Dilansir laman RSLNSW.org.au, perubahan signifikan wilayah porvinsi Timor Timur dimulai pada Januari 1999. Kala itu Presiden Habibie mengumumkan ‘pilihan kedua’ bagi Timtim untuk memilih antara otonomi daerah atau kemerdekaan.
Habibie meminta Sekjen PBB saat itu, Kofi Anan, untuk menjembatani Indonesia dan Portugal soal Timor Timur. Kemudian, dicapai kesepakatan untuk menggunakan jajak pendapat dalam konsultansi dengan masyarakat Timor Timur. Disepakatilah bahwa Timor Timur lepas dari Indonesia.
Pada 25 Oktober Dewan Keamanan Perserikatan Bangsa-Bangsa, dengan resolusi 1272 (1999), membentuk Administrasi Transisi Perserikatan Bangsa-Bangsa di Timor Lorosae (UNTAET). Pasukan ini dibuat sebagai suatu operasi penjaga perdamaian multidimensi yang terintegrasi yang bertanggung jawab penuh atas pemerintahan Timor Lorosae selama masa transisi untuk kemerdekaan.
Dilansir laman Peacekeeping.un.org., resolusi 1272 mengamanatkan UNTAET untuk memberikan keamanan dan memelihara hukum dan ketertiban di seluruh wilayah Timor Leste. Pada Februari 2000, menandai pengerahan lengkap UNTAET, komando operasi militer dipindahkan dari Pasukan International untuk Timor Timur (INTERFET) ke Pasukan Penjaga Perdamaian PBB.
UNTAET juga memulai proses reorganisasi sendiri agar lebih menyerupai pemerintahan Timor Lorosa'e di masa depan dan untuk meningkatkan partisipasi langsung orang Timor Leste. Pada 30 Agustus 2001, dua tahun setelah Jajak Pendapat, lebih dari 91 persen pemilih Timor Lorosa'e yang memenuhi syarat pergi ke tempat pemungutan suara.

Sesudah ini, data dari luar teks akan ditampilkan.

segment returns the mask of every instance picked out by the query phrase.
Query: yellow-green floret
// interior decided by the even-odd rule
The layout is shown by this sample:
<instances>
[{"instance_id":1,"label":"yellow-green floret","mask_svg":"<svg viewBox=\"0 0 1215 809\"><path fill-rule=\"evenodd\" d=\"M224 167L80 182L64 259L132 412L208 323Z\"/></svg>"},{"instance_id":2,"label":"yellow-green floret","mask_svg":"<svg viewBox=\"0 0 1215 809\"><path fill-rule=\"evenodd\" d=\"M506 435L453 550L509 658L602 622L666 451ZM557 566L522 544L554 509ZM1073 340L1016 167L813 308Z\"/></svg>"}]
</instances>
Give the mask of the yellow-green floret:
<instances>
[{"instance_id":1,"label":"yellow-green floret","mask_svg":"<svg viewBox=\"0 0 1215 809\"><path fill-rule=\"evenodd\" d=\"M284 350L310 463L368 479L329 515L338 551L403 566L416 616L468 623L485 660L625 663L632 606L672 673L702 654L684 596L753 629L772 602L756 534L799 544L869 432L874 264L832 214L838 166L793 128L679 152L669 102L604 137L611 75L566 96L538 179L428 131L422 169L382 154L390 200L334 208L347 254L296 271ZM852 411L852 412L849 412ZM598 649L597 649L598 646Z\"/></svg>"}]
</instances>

Kali ini untuk memilih Majelis Konstituante yang beranggotakan 88 orang yang ditugasi menulis dan mengadopsi Konstitusi baru dan menetapkan kerangka kerja untuk pemilihan mendatang dan transisi menuju kemerdekaan penuh. Tak lama kemudian, 24 anggota Dewan Menteri Pemerintah Transisi Kedua yang seluruhnya berasal dari Timor-Leste dilantik.
Dewan baru menggantikan Kabinet Transisi yang dibentuk pada tahun 2000. Majelis Konstituante dan Pemerintah Timor Lorosa'e yang baru akan memerintah Timor Lorosa'e selama sisa masa transisi sebelum kemerdekaannya sebagai Negara yang demokratis dan berdaulat.
Majelis Konstituante Timor Lorosae menandatangani Konstitusi pertama Wilayah itu pada 22 Maret 2002 dan setelah pemilihan presiden pada 14 April, Xanana Gusmao diangkat sebagai presiden terpilih Timor Lorosae. Gusmao menerima 82,69 persen suara dan Fansciso Xavier do Amaral 17,31 persen. Dengan kedua prasyarat penyerahan kekuasaan ini dipenuhi, Majelis Konstituante akan mengubah dirinya menjadi parlemen negara pada 20 Mei 2002.